Penelitian ini terinspirasi dari sebuah eksperimen di kota Chersky, Siberia, yang ditampilkan pada CBS News' 60 Minutes. Episode tersebut menjelaskan kepada pemirsa seorang ilmuwan bernama Segey Zimov yang mengirim kembali hewan herbivora ke tundra Arktika lebih dari 20 tahun lalu. 

Bertahun-tahun, Zimov dan anak laki-lakinya, Nikita, telah mengamati dampak positif dari melepaskan hewan pemakan rumput ke wilayah permafrost yang ia sebut Pleistocone Park. 

Baca Juga: Terancam, Megafauna Laut Benar-benar Bisa Punah Pada Seabad Mendatang

Permafrost sendiri merupakan lapisan tanah tebal yang membeku sepanjang tahun. Karena iklim menghangat dengan cepat di wilayah Arktika, banyak permafrost yang tidak beku lagi. Permafrost yang mencair ini kemudian melepaskan gas rumah kaca yang telah terkubur di tanah beku selama puluhan ribu tahun, kembali ke atmosfer.

Para ilmuwan khawatir proses tersebut dapat menjadi 'lingkaran setan': atmosfer yang menghangat, mencairkan lebih banyak permafrost, melepaskan lebih banyak gas rumah kaca, dan kemudian memberikan dampak lagi ke atmosfer. Sebuah siklus yang tidak ada ujungnya. 

Tahun lalu, ketakutan mereka terbukti dengan hasil studi dari para ilmuwan di Woods Hole Research Centre yang mengungkapkan bahwa Arktika tidak lagi mampu menyimpan karbon sehingga ia melepaskannya lagi ke atmosfer. 

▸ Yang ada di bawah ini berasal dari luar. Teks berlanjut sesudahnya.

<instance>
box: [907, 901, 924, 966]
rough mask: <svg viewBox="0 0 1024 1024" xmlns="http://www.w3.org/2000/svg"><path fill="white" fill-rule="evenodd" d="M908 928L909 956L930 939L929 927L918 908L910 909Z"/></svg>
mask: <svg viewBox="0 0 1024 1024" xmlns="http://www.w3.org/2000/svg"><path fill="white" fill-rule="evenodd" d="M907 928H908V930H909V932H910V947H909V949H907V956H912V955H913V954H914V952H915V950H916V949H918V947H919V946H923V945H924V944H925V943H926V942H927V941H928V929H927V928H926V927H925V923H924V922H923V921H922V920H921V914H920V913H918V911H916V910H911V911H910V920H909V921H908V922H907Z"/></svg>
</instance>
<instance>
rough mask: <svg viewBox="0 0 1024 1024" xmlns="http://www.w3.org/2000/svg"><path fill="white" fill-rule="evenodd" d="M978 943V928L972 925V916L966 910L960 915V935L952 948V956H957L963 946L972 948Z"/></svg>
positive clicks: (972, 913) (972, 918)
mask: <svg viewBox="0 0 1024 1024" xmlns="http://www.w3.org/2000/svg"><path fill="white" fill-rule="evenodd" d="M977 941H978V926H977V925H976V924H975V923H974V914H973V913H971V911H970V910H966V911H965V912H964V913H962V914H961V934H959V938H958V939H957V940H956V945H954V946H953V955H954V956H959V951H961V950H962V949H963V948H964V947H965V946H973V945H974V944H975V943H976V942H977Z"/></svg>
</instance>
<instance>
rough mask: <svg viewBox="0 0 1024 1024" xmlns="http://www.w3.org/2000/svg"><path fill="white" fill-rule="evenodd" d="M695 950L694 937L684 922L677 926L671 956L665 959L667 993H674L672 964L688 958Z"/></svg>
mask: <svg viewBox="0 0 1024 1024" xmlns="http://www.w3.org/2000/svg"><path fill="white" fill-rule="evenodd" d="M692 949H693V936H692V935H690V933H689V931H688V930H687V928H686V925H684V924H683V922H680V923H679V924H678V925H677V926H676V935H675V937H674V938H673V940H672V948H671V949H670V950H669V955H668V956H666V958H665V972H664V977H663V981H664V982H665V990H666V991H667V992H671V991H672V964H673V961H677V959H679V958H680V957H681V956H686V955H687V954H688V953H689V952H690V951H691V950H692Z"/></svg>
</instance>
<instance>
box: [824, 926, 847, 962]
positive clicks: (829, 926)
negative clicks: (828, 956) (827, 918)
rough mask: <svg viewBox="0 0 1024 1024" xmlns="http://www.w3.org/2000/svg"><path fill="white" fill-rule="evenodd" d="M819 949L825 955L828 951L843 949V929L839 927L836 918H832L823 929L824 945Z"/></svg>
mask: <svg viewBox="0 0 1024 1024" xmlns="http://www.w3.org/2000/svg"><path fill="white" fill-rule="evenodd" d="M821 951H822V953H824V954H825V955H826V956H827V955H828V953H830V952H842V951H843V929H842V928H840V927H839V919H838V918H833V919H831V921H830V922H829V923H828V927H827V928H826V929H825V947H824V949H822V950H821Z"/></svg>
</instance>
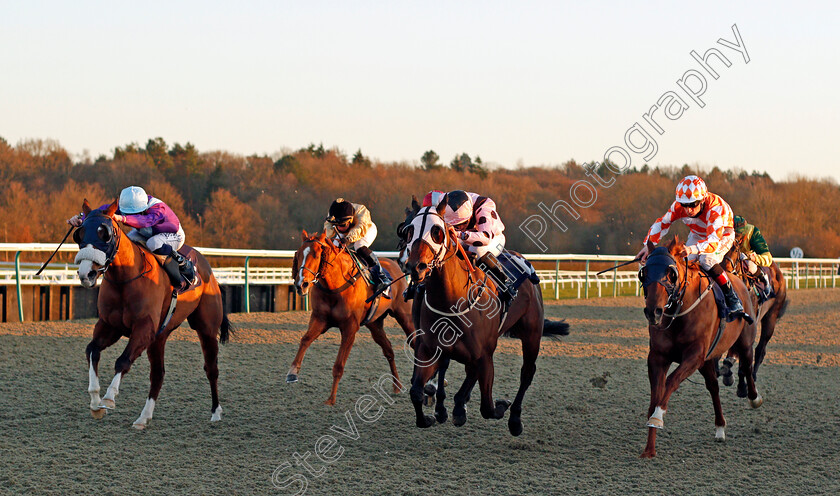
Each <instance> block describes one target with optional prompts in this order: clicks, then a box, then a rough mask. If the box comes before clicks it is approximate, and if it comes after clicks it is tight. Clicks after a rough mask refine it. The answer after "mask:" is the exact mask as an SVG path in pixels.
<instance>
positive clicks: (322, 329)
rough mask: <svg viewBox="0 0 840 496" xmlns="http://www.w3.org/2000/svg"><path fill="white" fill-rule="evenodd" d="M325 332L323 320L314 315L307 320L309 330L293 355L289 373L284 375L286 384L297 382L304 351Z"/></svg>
mask: <svg viewBox="0 0 840 496" xmlns="http://www.w3.org/2000/svg"><path fill="white" fill-rule="evenodd" d="M326 330H327V323H326V322H325V321H324V320H322V319H319V318H317V317H315V315H314V314H313V315H312V316H311V317H310V318H309V329H307V330H306V333H305V334H304V335H303V337H302V338H300V347H299V348H298V352H297V354H296V355H295V359H294V360H292V366H291V367H289V372H288V373H287V374H286V382H297V380H298V377H297V376H298V372H300V365H301V363H303V355H305V354H306V350H307V349H308V348H309V345H311V344H312V341H315V340H316V339H317V338H318V336H320V335H321V334H323V333H324V331H326Z"/></svg>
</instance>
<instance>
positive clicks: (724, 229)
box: [636, 176, 744, 314]
mask: <svg viewBox="0 0 840 496" xmlns="http://www.w3.org/2000/svg"><path fill="white" fill-rule="evenodd" d="M676 220H682V221H683V222H684V223H685V224H686V225H687V226H688V228H689V229H690V231H691V233H690V234H689V235H688V240H686V242H685V247H684V253H683V256H687V257H688V259H689V260H696V261H697V262H698V263H699V264H700V266H701V267H703V269H705V270H706V272H708V273H709V274H710V275H711V276H712V277H714V279H715V281H716V282H717V283H718V285H720V287H721V288H722V289H723V293H724V296H725V298H726V305H727V307H729V311H730V313H733V314H736V313H738V312H742V313H743V311H744V307H743V305H742V304H741V300H740V299H739V298H738V295H737V294H735V291H733V289H732V283H731V282H730V281H729V277H728V276H727V275H726V272H725V271H724V270H723V267H721V265H720V263H721V262H722V261H723V257H724V256H725V255H726V253H727V252H728V251H729V249H730V248H732V245H733V244H734V243H735V228H734V225H733V223H734V214H733V213H732V208H731V207H730V206H729V204H728V203H726V202H725V201H724V200H723V198H721V197H720V196H718V195H716V194H714V193H709V191H708V189H707V188H706V183H705V182H704V181H703V180H702V179H700V178H699V177H697V176H686V177H684V178H683V179H682V181H680V182H679V184H677V190H676V201H674V202H673V203H672V204H671V208H669V209H668V211H667V212H666V213H665V215H663V216H662V217H661V218H659V219H657V221H656V222H654V223H653V225H652V226H651V228H650V230H649V231H648V235H647V237H646V238H645V245H644V247H643V248H642V250H641V251H640V252H639V253H638V255H637V256H636V258H638V259H639V260H640V261H641V262H642V263H644V261H645V260H646V259H647V256H648V248H647V241H650V242H651V243H653V244H656V243H658V242H659V241H660V240H661V239H662V237H664V236H665V234H666V233H667V232H668V229H669V228H670V227H671V224H672V223H673V222H674V221H676Z"/></svg>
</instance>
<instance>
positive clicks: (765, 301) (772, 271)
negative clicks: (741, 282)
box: [721, 243, 790, 398]
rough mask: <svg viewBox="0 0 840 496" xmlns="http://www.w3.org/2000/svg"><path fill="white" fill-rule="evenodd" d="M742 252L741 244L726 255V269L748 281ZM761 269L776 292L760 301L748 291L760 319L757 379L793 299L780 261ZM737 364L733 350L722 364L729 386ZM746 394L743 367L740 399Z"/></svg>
mask: <svg viewBox="0 0 840 496" xmlns="http://www.w3.org/2000/svg"><path fill="white" fill-rule="evenodd" d="M740 253H741V251H740V250H739V249H738V243H735V245H734V246H733V247H732V249H730V250H729V253H727V254H726V258H725V259H724V264H725V267H726V270H729V271H731V272H733V273H735V274H737V275H739V276H741V278H743V279H745V280H748V281H749V278H751V276H747V275H746V274H747V273H746V272H745V271H744V270H743V267H742V266H741V264H740V263H738V260H739V259H740ZM759 270H762V271H764V272H765V273H767V276H768V277H769V279H770V282H771V283H772V284H773V291H774V293H775V294H774V295H773V297H772V298H769V299H767V300H766V301H764V302H762V303H759V302H758V295H757V294H756V292H755V291H753V290H751V291H749V294H750V299H751V300H752V304H753V308H755V309H756V316H755V320H756V321H757V322H761V325H760V328H761V337H760V338H759V340H758V345H756V347H755V363H754V364H753V379H756V380H757V379H758V367H759V366H760V365H761V363H762V362H763V361H764V355H765V354H766V353H767V343H768V342H769V341H770V339H771V338H772V337H773V333H774V332H775V331H776V323H777V322H778V321H779V319H781V318H782V316H784V314H785V311H786V310H787V306H788V303H790V300H788V299H787V286H786V284H785V276H784V274H782V269H781V268H780V267H779V264H777V263H776V262H773V264H772V265H770V267H759ZM734 364H735V354H734V353H732V352H730V353H729V355H728V356H727V357H726V358H725V359H724V360H723V366H722V367H721V376H722V377H723V383H724V384H725V385H727V386H731V385H732V383H733V382H734V381H733V380H732V366H733V365H734ZM746 395H747V383H746V381H745V379H744V376H743V375H742V374H741V372H740V370H739V371H738V396H740V397H741V398H744V397H746Z"/></svg>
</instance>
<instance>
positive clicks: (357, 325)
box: [286, 231, 414, 405]
mask: <svg viewBox="0 0 840 496" xmlns="http://www.w3.org/2000/svg"><path fill="white" fill-rule="evenodd" d="M301 236H302V238H301V239H302V240H303V242H302V243H301V246H300V249H298V251H297V253H295V259H294V263H293V264H292V277H294V279H295V289H296V290H297V292H298V293H299V294H302V295H306V294H308V295H310V297H309V301H310V304H311V306H312V314H311V316H310V317H309V328H308V329H307V331H306V333H305V334H304V335H303V337H302V338H301V339H300V347H299V348H298V352H297V354H296V355H295V359H294V360H293V361H292V366H291V368H289V372H288V374H287V375H286V382H297V380H298V373H299V372H300V366H301V363H302V362H303V356H304V354H305V353H306V350H307V348H309V345H311V344H312V342H313V341H315V339H317V338H318V336H320V335H321V334H323V333H325V332H327V329H329V328H330V327H338V329H339V331H341V346H340V347H339V349H338V356H337V357H336V359H335V364H334V365H333V385H332V391H331V393H330V397H329V398H328V399H327V401H325V402H324V403H325V404H327V405H334V404H335V397H336V394H337V392H338V381H340V380H341V376H342V374H344V365H345V364H346V363H347V357H348V356H349V355H350V349H351V348H352V347H353V342H354V341H355V340H356V333H357V332H359V328H360V327H361V326H362V325H364V326H365V327H367V328H368V329H369V330H370V334H371V336H372V337H373V340H374V341H375V342H376V344H378V345H379V346H380V347H381V348H382V354H383V355H385V358H386V359H387V360H388V366H389V367H390V370H391V375H393V376H394V378H396V379H397V381H399V374H397V367H396V363H395V362H394V350H393V348H392V347H391V341H390V340H389V339H388V336H387V335H386V334H385V329H384V320H385V317H387V316H388V315H391V316H393V317H394V319H396V321H397V323H398V324H399V325H400V327H402V329H403V331H404V332H405V334H406V336H410V335H412V334H413V333H414V325H413V324H412V322H411V303H408V302H406V301H405V300H403V298H402V292H403V290H404V289H405V279H404V278H400V276H401V275H402V272H401V271H400V269H399V267H398V266H397V264H396V263H395V262H393V261H392V260H389V259H387V258H380V259H379V261H380V263H381V264H382V268H383V269H385V270H387V271H388V273H390V274H391V279H392V280H393V281H395V282H394V283H393V284H392V285H391V293H390V294H391V298H390V299H388V298H385V297H384V296H383V297H381V298H380V300H379V306H378V308H377V309H376V311H375V312H374V313H373V315H370V316H368V313H369V311H370V309H371V306H372V305H374V304H375V303H376V302H375V301H373V302H371V303H366V301H365V300H367V299H368V298H369V297H370V296H371V295H372V294H373V292H372V289H371V288H370V286H369V285H368V284H367V282H366V281H365V278H364V277H362V274H361V273H360V272H359V269H358V267H357V266H356V264H355V262H354V261H353V259H352V257H351V256H350V253H349V252H348V251H347V248H346V247H345V246H341V247H336V246H335V245H334V244H333V243H332V240H328V239H326V236H325V234H324V233H320V234H316V235H314V236H309V235H308V234H307V233H306V231H303V232H302V233H301ZM400 391H401V384H397V383H394V392H395V393H398V392H400Z"/></svg>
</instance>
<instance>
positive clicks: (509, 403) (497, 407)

Melihat hal tersebut, Zimov pun memiliki gagasan untuk membawa hewan pengggembur ke Pleistocene Park. Ini dilakukan agar kaki mereka dapat meratakan salju yang menumpuk sehingga dapat mendinginkan tanah yang berada di bawahnya. 

Siapa sangka, ternyata cara itu berhasil. Sekitar 100 hewan ditempatkan pada area seluas satu kilometer persegi dan mereka dapat memotong ketinggian salju hingga setengahnya. Salju pun tersebar ke tanah dan membekukan permafrost.

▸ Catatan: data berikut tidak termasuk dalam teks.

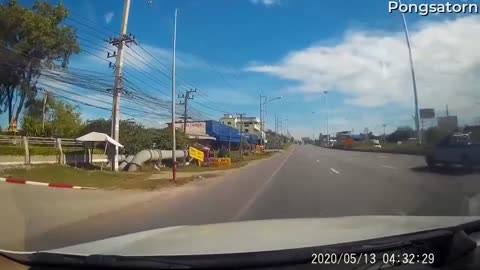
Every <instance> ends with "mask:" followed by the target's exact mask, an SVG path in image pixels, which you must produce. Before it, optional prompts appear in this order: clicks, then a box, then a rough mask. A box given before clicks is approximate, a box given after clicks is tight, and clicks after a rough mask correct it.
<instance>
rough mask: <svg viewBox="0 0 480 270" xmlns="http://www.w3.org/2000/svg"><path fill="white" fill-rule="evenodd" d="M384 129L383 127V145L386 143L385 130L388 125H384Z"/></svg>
mask: <svg viewBox="0 0 480 270" xmlns="http://www.w3.org/2000/svg"><path fill="white" fill-rule="evenodd" d="M382 127H383V143H385V141H386V133H385V128H386V127H387V124H383V125H382Z"/></svg>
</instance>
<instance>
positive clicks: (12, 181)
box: [0, 177, 96, 189]
mask: <svg viewBox="0 0 480 270" xmlns="http://www.w3.org/2000/svg"><path fill="white" fill-rule="evenodd" d="M0 182H5V183H11V184H24V185H34V186H44V187H53V188H73V189H96V188H93V187H80V186H74V185H70V184H59V183H43V182H35V181H27V180H24V179H17V178H3V177H0Z"/></svg>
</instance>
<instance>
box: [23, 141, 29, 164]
mask: <svg viewBox="0 0 480 270" xmlns="http://www.w3.org/2000/svg"><path fill="white" fill-rule="evenodd" d="M22 140H23V147H24V148H25V158H24V160H25V164H30V152H29V151H28V137H27V136H23V137H22Z"/></svg>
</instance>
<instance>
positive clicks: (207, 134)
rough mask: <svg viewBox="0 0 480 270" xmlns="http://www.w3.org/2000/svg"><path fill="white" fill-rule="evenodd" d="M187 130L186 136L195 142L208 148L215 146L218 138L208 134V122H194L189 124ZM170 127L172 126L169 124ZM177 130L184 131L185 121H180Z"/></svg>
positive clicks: (186, 126) (185, 131) (192, 121)
mask: <svg viewBox="0 0 480 270" xmlns="http://www.w3.org/2000/svg"><path fill="white" fill-rule="evenodd" d="M186 125H187V126H186V129H185V134H186V135H187V137H188V138H189V139H192V140H194V141H195V142H198V143H200V144H202V145H205V146H207V147H212V146H214V143H215V141H216V138H215V137H213V136H210V135H208V133H207V123H206V121H192V122H187V124H186ZM169 126H171V125H170V124H169ZM175 128H176V129H177V130H182V131H183V130H184V123H183V121H178V122H176V123H175Z"/></svg>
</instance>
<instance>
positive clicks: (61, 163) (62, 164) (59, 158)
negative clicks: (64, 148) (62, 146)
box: [55, 138, 65, 165]
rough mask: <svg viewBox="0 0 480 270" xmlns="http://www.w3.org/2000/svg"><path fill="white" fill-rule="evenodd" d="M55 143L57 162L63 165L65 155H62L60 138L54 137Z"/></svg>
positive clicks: (64, 160)
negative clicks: (57, 160) (56, 148)
mask: <svg viewBox="0 0 480 270" xmlns="http://www.w3.org/2000/svg"><path fill="white" fill-rule="evenodd" d="M55 144H56V146H57V150H58V162H59V164H60V165H64V164H65V157H64V155H63V149H62V139H60V138H56V139H55Z"/></svg>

Permafrost. (Adrian Wojcik/Getty Images/iStockphoto)

Dalam upaya melihat bagaimana metode ini berdampak pada skala yang lebih besar--selain di Pleistocene Park--Christian Beer dari University of Hamburg, melakukan eksperimen simulasi. Bersama timnya, ia menggunakan model iklim khusus untuk mereplikasi permukaan tanah di seluruh permafrost Arktika setahun penuh. 

 

Hasilnya yang dipublikasikan pada Scientific Reports menunjukkan, jika emisi terus meningkat, maka akan ada kenaikan suhu sebesar 7 derajat Fahrenheit yang dapat menyebabkan sebagian permafrost mencair pada 2100. 

Sebaliknya, jika ada hewan penggembala yang hidup di tundra, suhu hanya akan naik 4 derajat Fahrenheit. Angka ini cukup untuk melestarikan 80% permafrost yang ada saat ini hingga akhir abad. 

Seberapa realistis kah metode ini untuk diterapkan? Beer menjawab bahwa ia belum yakin bisa membawa hewan-hewan kembali ke Arktika. "Saat ini, rata-rata ada 5 rusa kutub per kilometer persegi. Dengan 15 (rusa kutub) per kilometer persegi, menurut perhitungan kami sudah cukup untuk menjaga ketahanan 70% permafrost," papar Beer. 

Baca Juga: Lemur Ekor Cincin Gunakan 'Parfum' Wangi untuk Memikat Betina

Beer dan timnya menyadari beberapa efek samping dari pendekatan ini. Sebagai contoh, di musim panas, hewan-hewan akan merusak lapisan lumut pendingin tanah yang akan berkontribusi pada pemanasan tanah. Meski begitu, para peneliti menemukan bahwa efek pendinginannya di musim dingin jauh lebih baik daripada rusaknya tanah selama musim panas. 

"Jika secara teoritis kita mampu mempertahankan kepadatan hewan yang tinggi seperti di Pleistocene Park, apakah itu cukup baik untuk menyelamatkan permafrost? Jawabannya ya, itu berdampak pada 80% permafros di wilayah tersebut," kata Beer.

Langkah selanjutnya, Beer berencana berkolaborasi dengan ahli biologi untuk menyelidiki bagaimana hewan-hewan dapat tersebar dengan baik di area permafrost Arktika.